Bounce - Masato Harada’s audacious film set in the Shibuya district of Tokyo. Who would have thought that a filmmaker could explore issues like teenage prostitution, the status of women in Asian societies, Japan’s wartime treatment of the so-called "comfort women" and the influence of organised crime in the context of a funny, hectic and ultimately (in the director’s own words) "feel-good" movie.

In the Winter Dark - Another outstanding new Australian film, directed by James Bogle from an adaptation of Tim Winton’s book. This tale of tragedy, unresolved emotions, and lurking evil in a rural community seemed to strike a chord with the Brisbane audience. Although part of the "Oz noir" trend which has emerged recently, it is lightened by little gems of humour. Again, likely to be a front-runner in the AFIs.

Happy Together - This atmospheric contemplation on love, loss and being Chinese in a changing world from hot Hong Kong director Wong Kar-Wai netted him the Best Director award at Cannes. Those who liked Chunking Express should run to see this stunning film (it has been picked up for release in Australia) which features outstanding cinematography by Australian ex-pat Chris Doyle.

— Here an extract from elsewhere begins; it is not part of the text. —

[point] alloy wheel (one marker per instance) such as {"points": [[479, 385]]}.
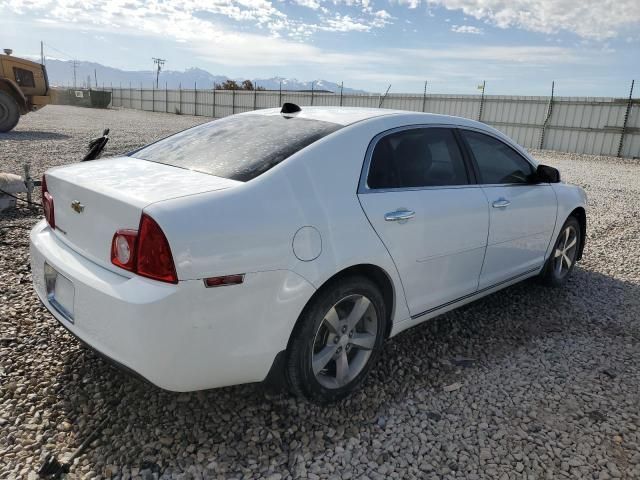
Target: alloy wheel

Slaves of Hollywood - A very different American independent by first-timers Terry Keefe and Michael Wechsler. Made on credit cards, it explodes many of the myths of the Hollywood dream of "making it". The hilarity of the writing is not lost by the use of the "mockumentary" construct and the inclusion of numerous references to famous films. Comparisons can be made to Rhinoskin (shown at BIFF a couple of years ago) and Swimming with Sharks.

The kettle has boiled. Thank God. The trickle of the world’s most popular legal drug through my bloodstream brings a sigh of relief. It brings my thoughts into sharper focus. In the gathering dawn, I recall a few disappointments:

Rien ne va Plus - The 50th feature from veteran French director Claude Chabrol features great performances from Isabelle Huppert and Michel Serrault, but is let down by a script which is too tortuous for its own good and ends up with a rather bewildering anticlimax.

Brittle - Adapted from a stage play, this film from Dutch director Mijke de Jong never loses its stage-bound feel. Five sisters meet ostensibly to make a video for their parents’ upcoming anniversary. Predictably, there is filial conflict and angst over their relationship with their parents. The problem is there is never any resolution of the conflict or the deeper issues - and the ending is a cop-out.

I look at the clock. 6.15 a.m. The children will be waking soon, ready to play. I wonder if I can squeeze another cup out of the virtually empty jar.